In [None]:
# Файл с dag в оригинале выполнен как .py файл. Сохранён здесь в виде ipynb чтобы можно было добавить скрины об успешном выполнении из airflow

from airflow import DAG
from airflow.providers.common.sql.operators.sql import SQLExecuteQueryOperator
from airflow.providers.postgres.hooks.postgres import PostgresHook
from airflow.providers.standard.operators.python import PythonOperator
from datetime import datetime, timedelta
import pandas as pd
from airflow.providers.standard.operators.empty import EmptyOperator
import logging

default_args = {
    'owner': 'dags',
    'depends_on_past': False,
    'start_date': datetime(2025, 12, 20),
    'email_on_failure': False,
    'email_on_retry': False,
    'retries': 1,
    'retry_delay': timedelta(minutes=5),
}


def load_customers_to_postgres(**context):
    df_customers = pd.read_csv('/opt/airflow/dags/customer.csv', sep=';')
    postgres_hook = PostgresHook(postgres_conn_id='postgres')
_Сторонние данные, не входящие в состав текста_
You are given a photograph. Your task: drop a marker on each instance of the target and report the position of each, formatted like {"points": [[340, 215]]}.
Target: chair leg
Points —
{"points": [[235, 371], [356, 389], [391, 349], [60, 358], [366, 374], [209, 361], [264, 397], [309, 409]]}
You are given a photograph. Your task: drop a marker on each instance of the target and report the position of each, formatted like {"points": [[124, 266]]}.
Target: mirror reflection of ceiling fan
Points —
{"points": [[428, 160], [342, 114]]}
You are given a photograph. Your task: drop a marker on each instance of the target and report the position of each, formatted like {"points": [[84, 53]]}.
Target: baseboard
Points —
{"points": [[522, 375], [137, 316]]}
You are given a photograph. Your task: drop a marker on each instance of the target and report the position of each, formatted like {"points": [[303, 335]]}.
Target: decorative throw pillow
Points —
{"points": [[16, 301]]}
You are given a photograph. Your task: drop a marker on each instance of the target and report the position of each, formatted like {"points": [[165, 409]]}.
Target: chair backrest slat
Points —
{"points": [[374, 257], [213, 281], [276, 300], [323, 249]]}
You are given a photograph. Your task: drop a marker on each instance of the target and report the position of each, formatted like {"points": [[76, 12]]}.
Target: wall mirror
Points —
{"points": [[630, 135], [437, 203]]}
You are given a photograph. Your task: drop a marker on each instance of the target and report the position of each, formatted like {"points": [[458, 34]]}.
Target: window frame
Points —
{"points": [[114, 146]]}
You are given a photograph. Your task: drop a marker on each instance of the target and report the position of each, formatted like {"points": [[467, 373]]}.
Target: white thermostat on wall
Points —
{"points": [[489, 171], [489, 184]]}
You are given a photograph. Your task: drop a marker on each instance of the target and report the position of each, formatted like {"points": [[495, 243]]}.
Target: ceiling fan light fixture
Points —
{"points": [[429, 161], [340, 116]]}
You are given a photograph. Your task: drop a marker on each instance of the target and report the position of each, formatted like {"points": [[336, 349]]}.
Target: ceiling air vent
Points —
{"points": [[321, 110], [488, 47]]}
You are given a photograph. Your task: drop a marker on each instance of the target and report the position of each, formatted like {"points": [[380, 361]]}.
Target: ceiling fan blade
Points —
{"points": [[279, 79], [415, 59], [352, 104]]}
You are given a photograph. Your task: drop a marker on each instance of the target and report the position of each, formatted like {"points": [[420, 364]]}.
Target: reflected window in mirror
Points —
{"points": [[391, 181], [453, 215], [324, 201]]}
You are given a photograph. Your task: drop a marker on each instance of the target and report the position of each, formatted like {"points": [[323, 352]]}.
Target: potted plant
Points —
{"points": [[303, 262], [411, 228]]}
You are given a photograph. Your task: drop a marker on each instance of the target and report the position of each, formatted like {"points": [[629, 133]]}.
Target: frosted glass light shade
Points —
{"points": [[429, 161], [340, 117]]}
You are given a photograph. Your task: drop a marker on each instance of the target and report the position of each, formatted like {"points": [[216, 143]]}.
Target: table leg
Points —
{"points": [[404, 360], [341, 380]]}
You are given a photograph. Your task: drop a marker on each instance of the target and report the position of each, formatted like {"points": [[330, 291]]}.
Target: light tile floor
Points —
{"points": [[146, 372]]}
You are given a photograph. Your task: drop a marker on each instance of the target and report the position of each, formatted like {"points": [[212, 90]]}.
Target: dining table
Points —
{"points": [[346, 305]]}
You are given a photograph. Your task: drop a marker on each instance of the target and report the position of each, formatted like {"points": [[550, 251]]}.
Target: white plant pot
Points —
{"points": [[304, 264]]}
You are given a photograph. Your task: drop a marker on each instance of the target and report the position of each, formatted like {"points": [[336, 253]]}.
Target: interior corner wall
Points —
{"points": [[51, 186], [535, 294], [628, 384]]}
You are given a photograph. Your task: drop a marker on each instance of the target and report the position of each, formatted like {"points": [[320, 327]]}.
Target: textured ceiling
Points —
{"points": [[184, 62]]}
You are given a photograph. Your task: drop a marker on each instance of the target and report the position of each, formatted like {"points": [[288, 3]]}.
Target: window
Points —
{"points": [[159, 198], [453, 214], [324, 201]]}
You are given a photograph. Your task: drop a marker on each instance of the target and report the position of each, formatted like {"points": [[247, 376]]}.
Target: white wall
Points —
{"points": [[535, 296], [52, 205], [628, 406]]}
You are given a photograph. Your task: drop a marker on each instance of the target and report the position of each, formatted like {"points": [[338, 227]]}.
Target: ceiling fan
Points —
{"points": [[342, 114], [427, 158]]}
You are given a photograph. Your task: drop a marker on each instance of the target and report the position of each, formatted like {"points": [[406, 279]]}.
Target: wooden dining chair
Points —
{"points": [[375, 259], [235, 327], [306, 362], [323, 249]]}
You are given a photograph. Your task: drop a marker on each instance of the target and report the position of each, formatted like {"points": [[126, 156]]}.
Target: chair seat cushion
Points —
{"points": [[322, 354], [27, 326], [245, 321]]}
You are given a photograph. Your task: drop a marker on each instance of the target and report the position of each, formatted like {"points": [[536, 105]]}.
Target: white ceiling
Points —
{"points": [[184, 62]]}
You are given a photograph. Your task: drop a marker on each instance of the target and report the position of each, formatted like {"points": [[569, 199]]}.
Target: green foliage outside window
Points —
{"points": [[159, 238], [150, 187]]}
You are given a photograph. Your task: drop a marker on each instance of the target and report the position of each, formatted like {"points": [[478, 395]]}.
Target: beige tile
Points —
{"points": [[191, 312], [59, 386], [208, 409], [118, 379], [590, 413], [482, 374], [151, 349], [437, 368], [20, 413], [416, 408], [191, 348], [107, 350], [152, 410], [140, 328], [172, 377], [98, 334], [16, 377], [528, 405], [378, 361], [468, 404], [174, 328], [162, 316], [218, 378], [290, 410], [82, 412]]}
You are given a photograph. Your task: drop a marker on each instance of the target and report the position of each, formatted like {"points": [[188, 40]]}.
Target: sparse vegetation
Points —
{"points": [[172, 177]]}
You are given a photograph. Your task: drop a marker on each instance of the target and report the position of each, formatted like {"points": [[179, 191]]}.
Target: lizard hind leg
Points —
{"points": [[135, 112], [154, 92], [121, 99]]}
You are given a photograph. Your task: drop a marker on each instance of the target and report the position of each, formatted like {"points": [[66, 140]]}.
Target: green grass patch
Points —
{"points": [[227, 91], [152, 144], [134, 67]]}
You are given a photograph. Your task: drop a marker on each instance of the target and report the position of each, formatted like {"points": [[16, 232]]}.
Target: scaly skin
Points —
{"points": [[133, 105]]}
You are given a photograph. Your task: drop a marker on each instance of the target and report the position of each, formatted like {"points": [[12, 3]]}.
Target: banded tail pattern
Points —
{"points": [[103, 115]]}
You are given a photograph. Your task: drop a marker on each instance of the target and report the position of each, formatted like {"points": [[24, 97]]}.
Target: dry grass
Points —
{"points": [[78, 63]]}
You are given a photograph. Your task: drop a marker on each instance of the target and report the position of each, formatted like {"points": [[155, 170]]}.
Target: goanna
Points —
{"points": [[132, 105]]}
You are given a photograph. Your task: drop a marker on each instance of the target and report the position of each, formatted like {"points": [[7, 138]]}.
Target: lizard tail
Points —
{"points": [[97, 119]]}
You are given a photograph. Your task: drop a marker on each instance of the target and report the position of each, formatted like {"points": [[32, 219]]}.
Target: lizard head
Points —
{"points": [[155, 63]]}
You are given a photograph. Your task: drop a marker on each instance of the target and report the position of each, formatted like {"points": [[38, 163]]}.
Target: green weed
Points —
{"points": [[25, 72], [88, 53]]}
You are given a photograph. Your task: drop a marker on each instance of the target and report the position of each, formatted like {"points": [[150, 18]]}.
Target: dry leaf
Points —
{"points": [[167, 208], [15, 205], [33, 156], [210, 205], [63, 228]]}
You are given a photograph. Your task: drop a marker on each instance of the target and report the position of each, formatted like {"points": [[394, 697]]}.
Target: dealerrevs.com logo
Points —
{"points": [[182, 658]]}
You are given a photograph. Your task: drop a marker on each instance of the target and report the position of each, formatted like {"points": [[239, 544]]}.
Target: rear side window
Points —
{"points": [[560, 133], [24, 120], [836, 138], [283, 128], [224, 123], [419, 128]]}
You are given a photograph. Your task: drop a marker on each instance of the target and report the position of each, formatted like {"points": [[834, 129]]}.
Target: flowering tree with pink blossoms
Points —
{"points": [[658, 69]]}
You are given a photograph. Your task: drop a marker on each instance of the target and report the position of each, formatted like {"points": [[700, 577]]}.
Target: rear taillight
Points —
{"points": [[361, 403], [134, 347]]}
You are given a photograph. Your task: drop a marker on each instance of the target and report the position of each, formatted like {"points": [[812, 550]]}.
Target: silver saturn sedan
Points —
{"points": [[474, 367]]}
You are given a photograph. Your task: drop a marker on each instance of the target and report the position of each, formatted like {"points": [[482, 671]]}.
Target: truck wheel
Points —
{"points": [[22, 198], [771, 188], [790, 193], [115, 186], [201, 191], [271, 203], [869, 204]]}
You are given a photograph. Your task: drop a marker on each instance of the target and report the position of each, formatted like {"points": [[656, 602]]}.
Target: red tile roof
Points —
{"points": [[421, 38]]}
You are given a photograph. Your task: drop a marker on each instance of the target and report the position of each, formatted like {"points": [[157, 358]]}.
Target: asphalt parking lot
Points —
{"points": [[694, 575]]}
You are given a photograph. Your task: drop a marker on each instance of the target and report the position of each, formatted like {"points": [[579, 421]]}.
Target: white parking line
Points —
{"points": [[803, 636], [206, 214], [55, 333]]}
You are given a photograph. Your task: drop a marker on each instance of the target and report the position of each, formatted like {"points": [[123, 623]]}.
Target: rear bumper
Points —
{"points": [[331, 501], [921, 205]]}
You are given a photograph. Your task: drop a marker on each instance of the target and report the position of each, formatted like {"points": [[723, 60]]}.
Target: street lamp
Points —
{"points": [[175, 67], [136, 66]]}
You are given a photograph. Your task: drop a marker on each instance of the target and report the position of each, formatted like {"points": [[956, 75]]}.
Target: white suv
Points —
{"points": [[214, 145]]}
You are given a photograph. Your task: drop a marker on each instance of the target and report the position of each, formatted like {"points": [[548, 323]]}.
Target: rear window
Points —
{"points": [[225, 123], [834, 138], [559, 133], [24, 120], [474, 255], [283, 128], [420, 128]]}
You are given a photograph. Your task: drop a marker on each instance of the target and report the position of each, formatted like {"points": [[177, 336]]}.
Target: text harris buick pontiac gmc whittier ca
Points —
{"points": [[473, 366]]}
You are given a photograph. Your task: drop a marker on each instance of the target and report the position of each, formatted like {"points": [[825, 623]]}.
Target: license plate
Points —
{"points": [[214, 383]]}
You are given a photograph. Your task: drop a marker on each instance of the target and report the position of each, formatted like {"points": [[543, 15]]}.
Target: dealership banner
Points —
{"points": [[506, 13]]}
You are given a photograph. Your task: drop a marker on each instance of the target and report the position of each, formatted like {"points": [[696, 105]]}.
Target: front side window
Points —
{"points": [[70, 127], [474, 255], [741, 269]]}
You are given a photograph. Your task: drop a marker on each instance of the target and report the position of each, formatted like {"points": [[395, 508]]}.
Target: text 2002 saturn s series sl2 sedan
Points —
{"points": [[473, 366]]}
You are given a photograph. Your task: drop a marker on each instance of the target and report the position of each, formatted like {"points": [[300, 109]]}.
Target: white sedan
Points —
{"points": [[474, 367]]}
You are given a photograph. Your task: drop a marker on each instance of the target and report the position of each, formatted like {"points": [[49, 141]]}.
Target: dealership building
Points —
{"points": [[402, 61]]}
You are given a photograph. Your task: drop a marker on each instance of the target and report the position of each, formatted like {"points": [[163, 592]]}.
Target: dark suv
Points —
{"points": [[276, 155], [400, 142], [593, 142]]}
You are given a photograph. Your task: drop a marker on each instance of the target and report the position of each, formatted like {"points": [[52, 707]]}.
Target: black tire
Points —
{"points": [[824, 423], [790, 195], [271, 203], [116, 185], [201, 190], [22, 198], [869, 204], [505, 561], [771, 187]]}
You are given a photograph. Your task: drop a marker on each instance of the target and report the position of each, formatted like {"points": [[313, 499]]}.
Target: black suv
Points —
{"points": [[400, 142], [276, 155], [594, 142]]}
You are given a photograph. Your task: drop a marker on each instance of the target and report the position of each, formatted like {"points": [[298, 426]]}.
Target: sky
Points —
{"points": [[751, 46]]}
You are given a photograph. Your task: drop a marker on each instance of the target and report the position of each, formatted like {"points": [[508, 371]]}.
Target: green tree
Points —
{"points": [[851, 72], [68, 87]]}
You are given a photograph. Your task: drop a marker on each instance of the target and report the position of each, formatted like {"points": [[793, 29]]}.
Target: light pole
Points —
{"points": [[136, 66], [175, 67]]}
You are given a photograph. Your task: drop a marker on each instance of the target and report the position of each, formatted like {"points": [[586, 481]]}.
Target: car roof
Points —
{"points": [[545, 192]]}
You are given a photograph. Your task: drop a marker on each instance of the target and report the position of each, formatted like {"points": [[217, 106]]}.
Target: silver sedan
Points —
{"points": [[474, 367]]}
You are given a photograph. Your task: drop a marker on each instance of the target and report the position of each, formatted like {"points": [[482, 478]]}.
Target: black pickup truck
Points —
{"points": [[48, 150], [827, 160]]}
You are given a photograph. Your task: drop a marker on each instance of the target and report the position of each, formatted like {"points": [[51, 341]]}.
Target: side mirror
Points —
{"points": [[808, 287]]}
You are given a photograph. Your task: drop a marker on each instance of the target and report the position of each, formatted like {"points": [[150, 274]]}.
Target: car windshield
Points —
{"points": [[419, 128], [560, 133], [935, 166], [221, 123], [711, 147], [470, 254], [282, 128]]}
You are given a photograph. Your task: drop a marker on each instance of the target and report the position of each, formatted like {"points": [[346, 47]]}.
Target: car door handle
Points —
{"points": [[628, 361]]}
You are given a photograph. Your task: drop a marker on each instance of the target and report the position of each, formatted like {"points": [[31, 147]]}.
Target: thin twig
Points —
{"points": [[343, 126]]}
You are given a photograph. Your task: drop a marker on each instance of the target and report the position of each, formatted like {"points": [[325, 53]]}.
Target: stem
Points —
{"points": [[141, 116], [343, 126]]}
    create_table_sql = """
    DROP TABLE IF EXISTS customers;
    CREATE TABLE IF NOT EXISTS customers (
        customer_id INTEGER PRIMARY KEY,
        first_name VARCHAR(100),
        last_name VARCHAR(100),
        gender VARCHAR(20),
        DOB DATE,
        job_title VARCHAR(200),
        job_industry_category VARCHAR(100),
        wealth_segment VARCHAR(50),
        deceased_indicator VARCHAR(1),
        owns_car VARCHAR(3),
        address TEXT,
        postcode VARCHAR(10),
        state VARCHAR(50),
        country VARCHAR(50),
        property_valuation INTEGER,
        load_date DATE DEFAULT CURRENT_DATE,
        created_at TIMESTAMP DEFAULT CURRENT_TIMESTAMP
    );
    """
    postgres_hook.run(create_table_sql)

    create_indexes_sql = [
        "CREATE INDEX IF NOT EXISTS idx_customers_dob ON customers(dob);",
        "CREATE INDEX IF NOT EXISTS idx_customers_state ON customers(state);",
        "CREATE INDEX IF NOT EXISTS idx_customers_postcode ON customers(postcode);"
    ]

    for sql in create_indexes_sql:
        try:
            postgres_hook.run(sql)
        except Exception as e:
            logging.info(f"Индекс уже существует: {e}")

    df_customers.to_sql(
        'customers',
        postgres_hook.get_sqlalchemy_engine(),
        if_exists='replace',
        index=False
    )
    logging.info(f"Загружено {len(df_customers)} записей в таблицу customers")
    return len(df_customers)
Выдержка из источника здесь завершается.